Nunun Nurbaeti dan Nazarudin hanyalah potret kecil dari mental dan moral pejabat pemerintah negeri ini sekarang. Rakyat sudah banyak yang tahu jika aparatur negara ini nyaris semuanya bukan lagi bekerja demi kemaslahatan rakyat, tapi demi memperkaya diri sendiri, memperkaya keluarganya, dan memperkaya kelompoknya. Rakyat hanya dijadikan kuda beban, hanya dijadikan sebagai obyek pajak, di mana uangnya dikumpulkan dan oleh para pejabat itu kemudian dijadikan anggaran untuk membeli fasilitas mobil mewah, pelesiran ke luar negeri, rumah dinas mewah, gaji dan honorarium setinggi langit, dan berbagai pos pengeluaran yang bisa bikin kodok tertawa.
Setiap tahun paska Orde Baru, tanggal 1 Juni diperingati sebagai hari lahirnya Pancasila. Sebelumnya, di zaman Orde Baru-Nya Jenderal Harto, yang diperingati adalah hari Kesaktian Pancasila tiap 1 Oktober. Ini tentu sarat dengan muatan politis masing-masing penguasa. Beberapa hari belakangan, berbagai perbinangan tentang Pancasila kembali mengemuka, baik di dalam diskusi radio, teve, maupun suratkabar. Banyak yang menganggap perlunya kembali menggali nilai-nilai Pancasila untuk mengobati negeri yang sedang sakit parah seperti sekarang ini. Seolah-olah parahnya penyakit yang ada sekarang ini lepas dari masa ketika Pancasila masih dibacakan di mana-mana.
Mereka mungkin lupa, jika hampir semua pejabat pemerintahan negara yang sedang berkuasa sekarang adalah para alumnus Penataran Pedoman Penghayatan dan Pengamalan Pancasila, atau yang pernah sangat populer dengan nama “P4”. Banyak maling uang rakyat sekarang ini adalah alumnusnya.
P4 Untuk Melanggengkan Status Quo
Di dalam Islam dikenal kaidah “Sesuatu itu berawal dari niat”. Jika niatnya baik, maka hasilnya insya Allah akan baik, dan juga sebaliknya, jika niatnya tidak baik maka hasilnya pun demikian juga. Jika hal ini diseret ke ranah politik, maka kita akan menemukan catatan sejarah jika Program P4 itu memang memiliki niat tidak tulus untuk menciptakan manusia Indonesia yang utuh. Niatnya semata-mata agar kekuasaan Jenderal Suharto bisa tetap langgeng dan abadi.

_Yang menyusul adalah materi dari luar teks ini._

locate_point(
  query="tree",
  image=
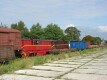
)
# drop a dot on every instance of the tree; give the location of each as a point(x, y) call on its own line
point(54, 32)
point(66, 37)
point(21, 27)
point(36, 32)
point(73, 32)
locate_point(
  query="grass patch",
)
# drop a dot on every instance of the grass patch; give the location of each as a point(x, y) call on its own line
point(37, 60)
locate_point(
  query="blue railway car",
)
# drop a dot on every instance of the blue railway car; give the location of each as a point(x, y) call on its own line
point(78, 45)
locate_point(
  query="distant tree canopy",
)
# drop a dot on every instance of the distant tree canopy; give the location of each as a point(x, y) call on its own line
point(73, 33)
point(21, 27)
point(53, 31)
point(37, 32)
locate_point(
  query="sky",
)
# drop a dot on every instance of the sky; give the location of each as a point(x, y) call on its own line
point(89, 16)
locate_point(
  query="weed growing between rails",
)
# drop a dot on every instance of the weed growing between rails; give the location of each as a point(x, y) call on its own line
point(28, 62)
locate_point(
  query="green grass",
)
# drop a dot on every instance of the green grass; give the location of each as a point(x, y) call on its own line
point(37, 60)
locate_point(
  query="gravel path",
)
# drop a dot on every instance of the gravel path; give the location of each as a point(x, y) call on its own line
point(90, 67)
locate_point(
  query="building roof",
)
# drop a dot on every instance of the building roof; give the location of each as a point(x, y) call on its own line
point(7, 30)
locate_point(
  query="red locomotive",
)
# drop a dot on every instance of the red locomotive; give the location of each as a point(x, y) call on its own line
point(41, 47)
point(11, 42)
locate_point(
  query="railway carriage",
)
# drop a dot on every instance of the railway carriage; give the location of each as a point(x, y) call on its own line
point(10, 40)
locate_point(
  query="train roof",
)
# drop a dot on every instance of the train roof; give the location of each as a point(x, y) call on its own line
point(7, 30)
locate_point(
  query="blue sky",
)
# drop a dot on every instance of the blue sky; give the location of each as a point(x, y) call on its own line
point(89, 16)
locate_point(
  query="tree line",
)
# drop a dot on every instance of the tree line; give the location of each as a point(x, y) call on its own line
point(52, 32)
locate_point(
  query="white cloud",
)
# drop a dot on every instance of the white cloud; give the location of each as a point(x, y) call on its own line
point(70, 25)
point(103, 28)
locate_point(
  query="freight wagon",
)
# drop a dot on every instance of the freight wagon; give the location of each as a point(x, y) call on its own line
point(32, 47)
point(79, 45)
point(10, 40)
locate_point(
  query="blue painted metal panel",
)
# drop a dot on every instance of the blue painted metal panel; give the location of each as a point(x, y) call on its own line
point(78, 45)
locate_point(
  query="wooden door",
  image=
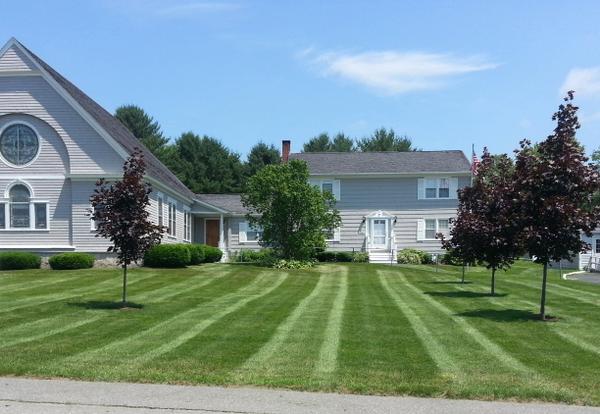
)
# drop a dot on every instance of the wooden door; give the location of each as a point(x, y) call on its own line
point(212, 233)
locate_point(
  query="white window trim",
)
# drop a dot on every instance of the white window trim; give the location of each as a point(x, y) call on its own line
point(335, 185)
point(31, 228)
point(452, 188)
point(172, 228)
point(337, 236)
point(243, 227)
point(160, 209)
point(422, 228)
point(38, 136)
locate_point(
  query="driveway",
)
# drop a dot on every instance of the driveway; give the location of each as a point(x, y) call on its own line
point(18, 395)
point(586, 277)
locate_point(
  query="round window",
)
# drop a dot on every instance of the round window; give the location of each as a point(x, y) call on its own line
point(19, 144)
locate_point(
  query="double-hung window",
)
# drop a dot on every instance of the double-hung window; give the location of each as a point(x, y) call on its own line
point(248, 233)
point(431, 227)
point(160, 211)
point(187, 225)
point(438, 188)
point(22, 212)
point(172, 219)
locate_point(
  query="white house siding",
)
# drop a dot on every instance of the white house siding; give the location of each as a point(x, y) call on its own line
point(53, 157)
point(15, 61)
point(57, 192)
point(32, 95)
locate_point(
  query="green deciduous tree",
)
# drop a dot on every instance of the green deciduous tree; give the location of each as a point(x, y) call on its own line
point(205, 165)
point(260, 156)
point(292, 213)
point(144, 127)
point(385, 140)
point(554, 184)
point(121, 213)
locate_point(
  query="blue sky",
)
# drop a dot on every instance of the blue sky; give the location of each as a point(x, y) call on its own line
point(445, 73)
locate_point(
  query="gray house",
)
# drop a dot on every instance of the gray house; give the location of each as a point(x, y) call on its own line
point(55, 142)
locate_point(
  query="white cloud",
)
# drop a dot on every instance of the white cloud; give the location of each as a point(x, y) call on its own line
point(584, 81)
point(194, 7)
point(391, 72)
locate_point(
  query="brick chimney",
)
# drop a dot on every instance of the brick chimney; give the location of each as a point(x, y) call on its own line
point(286, 145)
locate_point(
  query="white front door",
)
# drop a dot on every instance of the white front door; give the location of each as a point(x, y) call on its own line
point(379, 233)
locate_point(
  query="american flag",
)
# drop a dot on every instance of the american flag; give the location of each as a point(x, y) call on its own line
point(474, 161)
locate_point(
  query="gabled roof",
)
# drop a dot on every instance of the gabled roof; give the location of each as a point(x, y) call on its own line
point(231, 203)
point(414, 162)
point(111, 125)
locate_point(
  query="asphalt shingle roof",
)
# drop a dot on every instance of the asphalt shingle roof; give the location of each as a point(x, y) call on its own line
point(116, 129)
point(332, 163)
point(229, 202)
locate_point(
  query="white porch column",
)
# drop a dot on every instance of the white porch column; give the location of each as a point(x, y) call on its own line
point(221, 233)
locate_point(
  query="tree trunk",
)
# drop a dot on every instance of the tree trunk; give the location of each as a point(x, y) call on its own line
point(124, 284)
point(543, 301)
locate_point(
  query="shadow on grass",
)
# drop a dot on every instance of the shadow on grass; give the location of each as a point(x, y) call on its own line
point(106, 305)
point(465, 294)
point(504, 315)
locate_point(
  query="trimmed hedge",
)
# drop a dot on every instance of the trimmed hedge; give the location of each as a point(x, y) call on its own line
point(197, 254)
point(342, 257)
point(168, 255)
point(212, 254)
point(361, 257)
point(19, 260)
point(414, 256)
point(71, 261)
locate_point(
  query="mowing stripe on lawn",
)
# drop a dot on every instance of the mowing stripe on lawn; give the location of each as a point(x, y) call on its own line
point(197, 329)
point(181, 319)
point(45, 331)
point(172, 290)
point(37, 284)
point(283, 330)
point(329, 349)
point(595, 302)
point(436, 351)
point(479, 337)
point(99, 287)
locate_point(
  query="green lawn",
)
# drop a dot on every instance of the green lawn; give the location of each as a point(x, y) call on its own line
point(349, 328)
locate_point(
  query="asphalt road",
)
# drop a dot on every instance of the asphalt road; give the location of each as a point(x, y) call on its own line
point(19, 395)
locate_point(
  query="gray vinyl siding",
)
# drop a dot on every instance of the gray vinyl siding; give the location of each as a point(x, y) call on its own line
point(353, 233)
point(57, 192)
point(15, 60)
point(53, 157)
point(399, 193)
point(198, 230)
point(178, 238)
point(86, 150)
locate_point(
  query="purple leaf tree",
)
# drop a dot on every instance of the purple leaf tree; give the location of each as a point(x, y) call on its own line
point(120, 211)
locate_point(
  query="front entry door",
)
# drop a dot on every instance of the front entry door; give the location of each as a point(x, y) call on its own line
point(212, 233)
point(379, 233)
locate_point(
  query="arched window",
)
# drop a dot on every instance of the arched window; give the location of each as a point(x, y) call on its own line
point(22, 211)
point(19, 145)
point(19, 199)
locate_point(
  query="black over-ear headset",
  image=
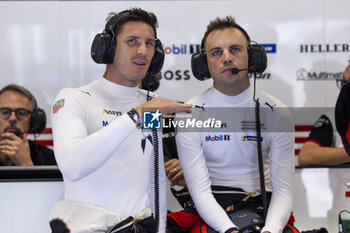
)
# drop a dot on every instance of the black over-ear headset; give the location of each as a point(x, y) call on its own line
point(257, 60)
point(104, 44)
point(37, 119)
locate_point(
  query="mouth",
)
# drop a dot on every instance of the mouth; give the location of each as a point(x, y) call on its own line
point(12, 129)
point(139, 63)
point(227, 70)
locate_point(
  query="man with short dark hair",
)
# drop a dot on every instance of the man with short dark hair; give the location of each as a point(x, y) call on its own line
point(106, 157)
point(18, 117)
point(324, 147)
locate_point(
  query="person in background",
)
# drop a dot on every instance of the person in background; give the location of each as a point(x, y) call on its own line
point(105, 156)
point(20, 115)
point(223, 175)
point(324, 147)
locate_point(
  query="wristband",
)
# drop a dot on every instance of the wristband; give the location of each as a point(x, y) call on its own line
point(135, 118)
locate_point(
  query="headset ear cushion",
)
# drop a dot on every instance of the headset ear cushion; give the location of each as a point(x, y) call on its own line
point(103, 48)
point(37, 121)
point(199, 66)
point(257, 61)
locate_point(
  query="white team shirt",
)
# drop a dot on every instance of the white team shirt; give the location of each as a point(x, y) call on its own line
point(98, 149)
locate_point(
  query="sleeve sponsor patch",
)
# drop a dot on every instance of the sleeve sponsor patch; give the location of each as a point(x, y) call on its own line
point(58, 105)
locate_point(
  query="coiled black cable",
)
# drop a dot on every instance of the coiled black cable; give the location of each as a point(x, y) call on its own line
point(260, 157)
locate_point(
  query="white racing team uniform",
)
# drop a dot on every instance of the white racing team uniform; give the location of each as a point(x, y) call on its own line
point(106, 162)
point(229, 157)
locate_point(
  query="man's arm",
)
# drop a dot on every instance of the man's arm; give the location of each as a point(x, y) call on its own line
point(313, 154)
point(282, 167)
point(79, 153)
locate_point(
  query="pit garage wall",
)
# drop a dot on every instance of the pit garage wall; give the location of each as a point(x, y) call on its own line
point(319, 196)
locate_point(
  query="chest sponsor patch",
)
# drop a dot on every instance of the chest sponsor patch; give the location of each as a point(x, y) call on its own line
point(250, 138)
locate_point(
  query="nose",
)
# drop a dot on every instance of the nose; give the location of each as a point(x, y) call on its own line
point(227, 57)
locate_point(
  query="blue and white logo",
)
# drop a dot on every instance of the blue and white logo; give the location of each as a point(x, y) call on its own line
point(151, 120)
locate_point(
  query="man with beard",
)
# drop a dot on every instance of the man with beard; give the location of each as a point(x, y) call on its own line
point(20, 115)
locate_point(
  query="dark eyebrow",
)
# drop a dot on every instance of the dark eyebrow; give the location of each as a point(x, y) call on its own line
point(215, 48)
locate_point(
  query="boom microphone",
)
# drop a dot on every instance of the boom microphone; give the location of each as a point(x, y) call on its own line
point(236, 70)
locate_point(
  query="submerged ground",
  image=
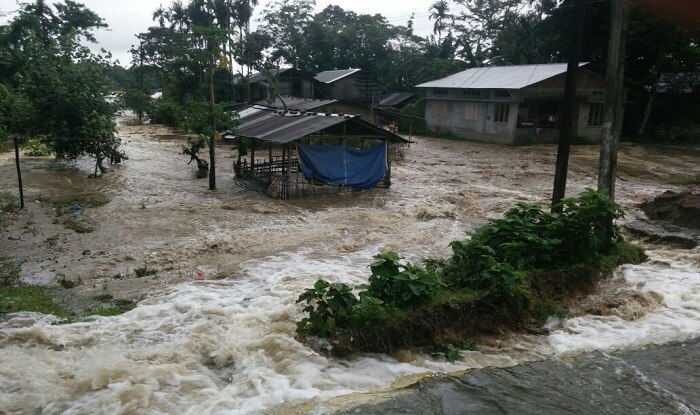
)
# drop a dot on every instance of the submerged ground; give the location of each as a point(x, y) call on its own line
point(227, 343)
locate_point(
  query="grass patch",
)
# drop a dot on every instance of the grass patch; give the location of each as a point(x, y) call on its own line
point(31, 298)
point(9, 272)
point(684, 179)
point(91, 200)
point(80, 225)
point(144, 271)
point(119, 306)
point(9, 204)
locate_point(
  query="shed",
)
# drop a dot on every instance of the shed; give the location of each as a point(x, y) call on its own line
point(297, 153)
point(510, 104)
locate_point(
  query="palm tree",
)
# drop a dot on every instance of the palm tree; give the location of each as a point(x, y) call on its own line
point(161, 15)
point(440, 12)
point(178, 15)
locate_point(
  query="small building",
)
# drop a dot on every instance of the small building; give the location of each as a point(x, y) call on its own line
point(511, 104)
point(289, 154)
point(346, 84)
point(289, 81)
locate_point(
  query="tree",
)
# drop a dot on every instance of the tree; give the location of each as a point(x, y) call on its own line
point(439, 11)
point(62, 84)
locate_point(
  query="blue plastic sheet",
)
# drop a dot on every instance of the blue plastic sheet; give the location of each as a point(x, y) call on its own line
point(342, 165)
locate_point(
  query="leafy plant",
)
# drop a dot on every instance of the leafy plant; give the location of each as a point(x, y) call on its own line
point(398, 283)
point(35, 148)
point(328, 305)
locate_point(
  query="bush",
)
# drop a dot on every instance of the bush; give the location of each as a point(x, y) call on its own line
point(167, 112)
point(35, 148)
point(494, 270)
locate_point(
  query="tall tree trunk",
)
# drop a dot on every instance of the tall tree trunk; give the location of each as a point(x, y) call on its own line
point(566, 127)
point(19, 173)
point(212, 115)
point(647, 111)
point(614, 105)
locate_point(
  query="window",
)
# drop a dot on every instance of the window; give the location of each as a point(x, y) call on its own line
point(595, 115)
point(469, 110)
point(502, 112)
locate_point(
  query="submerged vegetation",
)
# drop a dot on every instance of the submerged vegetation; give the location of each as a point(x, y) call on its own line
point(512, 273)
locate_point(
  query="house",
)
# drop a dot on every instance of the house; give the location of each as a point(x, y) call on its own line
point(346, 84)
point(510, 104)
point(289, 81)
point(293, 153)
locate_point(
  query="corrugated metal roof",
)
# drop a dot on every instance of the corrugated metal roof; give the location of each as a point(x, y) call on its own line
point(328, 77)
point(395, 98)
point(499, 77)
point(261, 76)
point(277, 127)
point(298, 104)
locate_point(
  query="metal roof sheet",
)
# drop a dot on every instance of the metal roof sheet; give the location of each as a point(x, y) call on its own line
point(298, 104)
point(328, 77)
point(282, 128)
point(395, 98)
point(499, 77)
point(261, 76)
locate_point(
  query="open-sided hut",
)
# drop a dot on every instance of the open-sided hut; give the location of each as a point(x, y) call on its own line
point(289, 154)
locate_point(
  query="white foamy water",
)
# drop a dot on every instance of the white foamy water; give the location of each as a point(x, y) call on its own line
point(672, 275)
point(208, 347)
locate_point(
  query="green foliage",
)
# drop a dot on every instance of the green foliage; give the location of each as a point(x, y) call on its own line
point(55, 87)
point(167, 112)
point(9, 272)
point(144, 271)
point(401, 284)
point(35, 148)
point(328, 306)
point(36, 299)
point(493, 272)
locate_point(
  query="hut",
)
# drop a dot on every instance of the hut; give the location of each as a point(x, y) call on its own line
point(294, 153)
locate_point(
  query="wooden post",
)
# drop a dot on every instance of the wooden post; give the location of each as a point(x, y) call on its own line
point(569, 110)
point(212, 141)
point(388, 163)
point(614, 105)
point(252, 157)
point(19, 173)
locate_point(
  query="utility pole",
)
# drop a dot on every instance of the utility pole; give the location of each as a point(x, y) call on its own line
point(19, 172)
point(614, 103)
point(212, 114)
point(566, 127)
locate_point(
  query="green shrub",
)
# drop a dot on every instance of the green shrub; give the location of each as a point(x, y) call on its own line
point(328, 305)
point(400, 284)
point(167, 112)
point(35, 148)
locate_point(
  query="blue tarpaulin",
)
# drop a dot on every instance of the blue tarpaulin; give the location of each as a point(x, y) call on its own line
point(342, 165)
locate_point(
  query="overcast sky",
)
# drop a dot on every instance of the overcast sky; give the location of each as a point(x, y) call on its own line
point(129, 17)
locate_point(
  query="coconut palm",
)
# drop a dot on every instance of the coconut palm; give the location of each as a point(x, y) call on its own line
point(440, 12)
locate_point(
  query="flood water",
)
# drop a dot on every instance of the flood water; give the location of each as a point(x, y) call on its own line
point(226, 345)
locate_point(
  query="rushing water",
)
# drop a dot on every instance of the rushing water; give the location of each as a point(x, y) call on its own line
point(227, 345)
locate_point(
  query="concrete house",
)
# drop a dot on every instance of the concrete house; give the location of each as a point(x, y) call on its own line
point(510, 104)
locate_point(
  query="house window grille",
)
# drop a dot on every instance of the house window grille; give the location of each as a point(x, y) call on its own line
point(502, 113)
point(469, 111)
point(595, 115)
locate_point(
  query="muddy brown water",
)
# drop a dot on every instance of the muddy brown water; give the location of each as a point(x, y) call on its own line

Lahirnya P4 tidak bisa dipisahkan dari proses lahirnya Orde Baru. Untuk memelihara status quo, seorang penguasa harus menciptakan sistem politik yang mendukung kekuasaannya, menjadikan rakyatnya sebagai pendukung setia, bagaimana pun caranya. Kekuasaan Orde Baru yang terpusat pada diri seorang Jenderal Suharto sejak kelahirannya mempersonifikasikan dirinya sebagai satu-satunya pelindung Pancasila. Pancasila adalah Suharto dan Suharto adalah Pancasila.
Sebab itu, Suharto berusaha semaksimal mungkin mengekspolitasi pandangan-pandangannya dengan mengatasnamakan Pancasila. Pada 12 April 1976, Presiden Suharto mengemukakan gagasan mengenai pedoman untuk menghayati dan mengamalkan Pancasila, yang disebutnya dengan istilah sanskrit: Ekaprasetia Pancakarsa. Gagasan tersebut selanjutnya ditetapkan sebagai Ketetapan MPR dalam sidang umum tahun 1978 mengenai “Pedoman Penghayatan dan Pengamalan Pancasila” atau biasa dikenal sebagai P4.
Guna mendukung program ini maka sejak tahun 1978 diselenggarakan penataran P4 secara nasional pada semua lapisan masyarakat. Tujuannya untuk membentuk pemahaman yang sama mengenai demokrasi Pancasila sehingga dengan pemahaman yang sama diharapkan persatuan dan kesatuan nasional akan terbentuk dan terpelihara. Melalui penegasan tersebut, opini rakyat diarahkan pada satu-satunya pilihan yakni mendukung Orde Baru. Pancasila pun telah disulap menjadi tuhan baru dan pada tahun 1985, semua organisasi di negeri ini diwajibkan hanya menuhankan Pancasila sebagai asas tunggal dan membuang asas lainnya, termasuk asas Islam. Sebab itu, Pancasila telah berubah menjadi thagut, atau tuhan selain Allah Swt.
Penataran P4 pada hakikatnya adalah indoktrinasi untuk melanggengkan status quo. Indoktrinasi ini tentunya dibungkus dengan berbagai kalimat-kalimat indah dan terdengar bagaikan istilah-istilah surgawi: persatuan, kesatuan, kemanusiaan, musyawarah untuk mufakat, keadilan sosial, dan lain sebagainya. Namun semua ini ternyata tidak mengubah apa pun.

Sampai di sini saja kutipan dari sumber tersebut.